L'incident de vandalisme survenu cette semaine à Londres a relancé le débat public sur la manière de réévaluer l'héritage d'un artiste célèbre et d'un agresseur notoire. Mardi soir, un homme s'est attaqué à une statue d'Eric Gill devant le siège de la BBC, au centre de Londres. Le suspect a passé quatre heures à frapper la sculpture avec un marteau pendant qu'un autre homme enregistrait l'incident. Tous deux ont été arrêtés depuis, mais aucune charge n'a été retenue pour l'instant.

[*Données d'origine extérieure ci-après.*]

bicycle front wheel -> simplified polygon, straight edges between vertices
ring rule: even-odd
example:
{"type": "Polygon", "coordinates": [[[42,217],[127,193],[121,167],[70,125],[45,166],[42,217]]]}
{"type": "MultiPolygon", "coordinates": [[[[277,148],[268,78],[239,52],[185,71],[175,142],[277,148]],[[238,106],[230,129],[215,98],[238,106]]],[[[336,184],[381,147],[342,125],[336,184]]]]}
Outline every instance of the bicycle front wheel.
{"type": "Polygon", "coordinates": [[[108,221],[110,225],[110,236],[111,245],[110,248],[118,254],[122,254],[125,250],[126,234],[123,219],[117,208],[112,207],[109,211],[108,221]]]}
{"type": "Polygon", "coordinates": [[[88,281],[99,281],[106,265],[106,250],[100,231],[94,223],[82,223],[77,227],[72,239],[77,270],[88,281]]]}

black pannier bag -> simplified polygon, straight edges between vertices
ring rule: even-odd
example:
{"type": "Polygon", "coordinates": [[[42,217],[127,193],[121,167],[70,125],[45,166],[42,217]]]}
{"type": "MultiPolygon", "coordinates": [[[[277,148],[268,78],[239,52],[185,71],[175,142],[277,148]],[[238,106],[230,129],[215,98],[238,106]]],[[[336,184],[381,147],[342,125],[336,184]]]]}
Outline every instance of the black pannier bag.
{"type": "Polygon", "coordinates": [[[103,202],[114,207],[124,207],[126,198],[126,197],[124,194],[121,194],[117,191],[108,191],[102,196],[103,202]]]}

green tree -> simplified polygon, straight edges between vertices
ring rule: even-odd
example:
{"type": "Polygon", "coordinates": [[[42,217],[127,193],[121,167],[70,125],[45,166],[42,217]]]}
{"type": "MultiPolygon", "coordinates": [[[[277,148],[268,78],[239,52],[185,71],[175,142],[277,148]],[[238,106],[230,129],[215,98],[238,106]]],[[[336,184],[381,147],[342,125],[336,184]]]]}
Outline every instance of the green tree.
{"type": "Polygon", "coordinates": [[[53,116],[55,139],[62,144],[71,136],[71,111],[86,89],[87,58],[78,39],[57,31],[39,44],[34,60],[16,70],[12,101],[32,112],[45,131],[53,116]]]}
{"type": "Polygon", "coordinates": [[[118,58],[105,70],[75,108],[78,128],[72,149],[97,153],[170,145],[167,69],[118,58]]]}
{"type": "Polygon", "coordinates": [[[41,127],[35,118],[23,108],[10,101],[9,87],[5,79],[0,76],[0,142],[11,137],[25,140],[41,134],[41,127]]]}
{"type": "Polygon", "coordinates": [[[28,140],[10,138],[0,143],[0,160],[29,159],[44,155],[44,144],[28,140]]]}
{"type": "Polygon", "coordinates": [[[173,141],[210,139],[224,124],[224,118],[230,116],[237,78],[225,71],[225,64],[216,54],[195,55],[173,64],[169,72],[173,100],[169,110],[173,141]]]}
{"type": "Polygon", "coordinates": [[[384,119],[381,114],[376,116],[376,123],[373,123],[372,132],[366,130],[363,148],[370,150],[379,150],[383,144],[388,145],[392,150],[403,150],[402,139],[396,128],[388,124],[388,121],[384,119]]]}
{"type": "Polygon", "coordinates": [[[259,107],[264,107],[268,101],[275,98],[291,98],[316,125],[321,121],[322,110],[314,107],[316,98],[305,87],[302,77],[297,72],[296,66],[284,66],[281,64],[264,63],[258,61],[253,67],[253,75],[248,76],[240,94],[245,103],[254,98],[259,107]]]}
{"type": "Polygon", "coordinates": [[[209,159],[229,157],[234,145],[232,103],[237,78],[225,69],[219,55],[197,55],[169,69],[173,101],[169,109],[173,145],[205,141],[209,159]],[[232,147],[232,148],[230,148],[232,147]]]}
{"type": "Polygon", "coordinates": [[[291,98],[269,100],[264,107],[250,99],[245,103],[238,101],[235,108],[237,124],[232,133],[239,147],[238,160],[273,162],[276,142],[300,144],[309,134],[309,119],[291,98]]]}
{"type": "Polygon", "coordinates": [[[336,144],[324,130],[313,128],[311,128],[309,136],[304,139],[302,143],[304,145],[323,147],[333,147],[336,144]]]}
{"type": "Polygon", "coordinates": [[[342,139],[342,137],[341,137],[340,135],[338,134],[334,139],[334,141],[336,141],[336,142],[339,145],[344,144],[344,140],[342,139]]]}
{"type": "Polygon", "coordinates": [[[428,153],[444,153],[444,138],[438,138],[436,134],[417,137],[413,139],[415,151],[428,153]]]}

Gill, éminent sculpteur et typographe britannique du XXe siècle, a décrit en détail les abus sexuels qu'il a commis sur deux de ses filles adolescentes et sur le chien de la famille dans des journaux intimes découverts après sa mort en 1940. Depuis lors, les conservateurs se sont efforcés de concilier l'immoralité de l'artiste et son influence omniprésente en Angleterre. Ses sculptures sont conservées dans des institutions prestigieuses telles que la Tate, le Victoria and Albert Museum et le British Museum.
La statue de la BBC a été commandée au début des années 1930 par Sir John Reith, alors directeur général de l'agence de presse. Elle représente Prospero et Ariel de la Tempête de Shakespeare. Ariel, un esprit à la disposition du magicien, est représenté comme un enfant nu. Pendant des décennies, des militants ont exhorté la BBC à retirer la sculpture. Le radiodiffuseur, en revanche, n'a pas l'intention de démolir la statue à la suite de la dernière attaque. La société a déclaré dans un communiqué que "lorsque la statue a été commandée, Ariel - en tant qu'esprit de l'air - a été considérée comme un symbole approprié pour la nouvelle aube de la radiodiffusion."

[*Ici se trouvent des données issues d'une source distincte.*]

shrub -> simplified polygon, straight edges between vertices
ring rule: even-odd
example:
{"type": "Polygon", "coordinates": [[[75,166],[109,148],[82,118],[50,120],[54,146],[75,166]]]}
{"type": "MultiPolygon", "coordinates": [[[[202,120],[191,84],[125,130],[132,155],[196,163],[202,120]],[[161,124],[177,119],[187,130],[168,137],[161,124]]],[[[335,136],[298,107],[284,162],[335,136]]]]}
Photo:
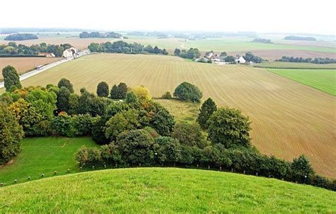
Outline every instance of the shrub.
{"type": "Polygon", "coordinates": [[[125,131],[118,137],[116,145],[126,163],[144,165],[154,163],[155,142],[146,130],[125,131]]]}
{"type": "Polygon", "coordinates": [[[2,77],[4,77],[4,84],[6,88],[6,91],[13,91],[14,86],[16,89],[21,89],[22,87],[21,83],[20,82],[20,78],[18,77],[16,69],[13,67],[8,65],[2,69],[2,77]]]}
{"type": "Polygon", "coordinates": [[[164,93],[162,96],[162,98],[165,98],[165,99],[167,99],[167,100],[170,100],[172,99],[172,94],[170,94],[169,91],[167,91],[166,93],[164,93]]]}
{"type": "Polygon", "coordinates": [[[62,78],[58,82],[57,86],[60,89],[64,86],[68,89],[70,93],[74,93],[74,87],[69,79],[62,78]]]}
{"type": "Polygon", "coordinates": [[[172,137],[178,139],[181,145],[203,148],[206,142],[198,124],[179,122],[175,125],[172,137]]]}
{"type": "Polygon", "coordinates": [[[2,103],[0,103],[0,164],[4,164],[20,152],[23,130],[2,103]]]}
{"type": "Polygon", "coordinates": [[[208,139],[213,144],[226,148],[250,146],[250,124],[247,117],[235,108],[218,108],[208,120],[208,139]]]}
{"type": "Polygon", "coordinates": [[[181,159],[181,145],[177,139],[170,137],[155,138],[156,162],[159,164],[175,164],[181,159]]]}
{"type": "Polygon", "coordinates": [[[135,109],[116,114],[106,122],[105,136],[114,140],[122,132],[138,128],[140,126],[138,117],[139,112],[135,109]]]}
{"type": "Polygon", "coordinates": [[[197,122],[203,129],[208,128],[208,120],[212,116],[214,111],[217,110],[217,106],[212,98],[208,98],[203,103],[202,106],[199,109],[197,122]]]}
{"type": "Polygon", "coordinates": [[[105,81],[101,81],[97,86],[97,96],[107,97],[108,96],[108,85],[105,81]]]}
{"type": "Polygon", "coordinates": [[[181,101],[187,102],[198,103],[202,96],[202,91],[196,86],[186,81],[179,84],[174,91],[174,96],[181,101]]]}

"La BBC ne cautionne pas les opinions ou les actions d'Eric Gill", at-elle poursuivi. Il est clair qu'il y a des débats sur la question de savoir si le travail de l'artiste peut être distingué de l'art lui-même. Nous pensons qu'il est nécessaire que les gens soient ces discussions. Nous pensons que causer des dommages à l'œuvre d'art n'est pas la ligne de conduite appropriée." Katie Razzall, rédactrice en chef de la culture à la BBC, a tweeté une vidéo de l'incident, écrivant : "Devant la BBC, un homme tente de briser une statue d'Eric Gill pendant qu'un autre homme discute en direct de pédophiles." Les crimes odieux de Gill sont bien documentés. Cependant, est-ce le bon chemin à suivre ?"
De son vivant, Gill a également créé un art dévotionnel populaire, et ses sculptures continuent d'orner la cathédrale de Westminster. En 1998, des ministres et des survivants d'abus sexuels commis par des membres du clergé ont fait campagne pour que le chemin de croix de Gill soit retiré de l'église. Entre-temps, un socle honorant son œuvre sur un mémorial de la Première Guerre mondiale dans le village de Ditching, où il a vécu avec sa famille de 1906 à 1924, un rendu furieux les habitants qui connaissaient bien la biographie de l'artiste.
Des expositions récentes ont tenté de réexaminer l'art de Gill à la lumière de son incarcération. Le Ditchling Museum of Art + Craft a présenté "Eric Gill : The Body" en 2017, posant la question suivante : "Est-il possible d'apprécier l'art de Gill à la lumière de ses abus ?" L'exposition se concentre sur ses études de la figure humaine et incluait des représentations nues de ses filles. En 2021, le musée a publié une déclaration clarifiant sa position sur l'artiste : "Les administrateurs opèrent dans le cadre de ces deux positions : nous condamnons sans équivoque les abus d'Eric Gill sur ses filles et ne tentons pas de les dissimuler, de les excuser, de les normaliser ou de les minimiser, mais nous avons également la responsabilité de protéger, d'exposer et d'interpréter l'art de nos collections."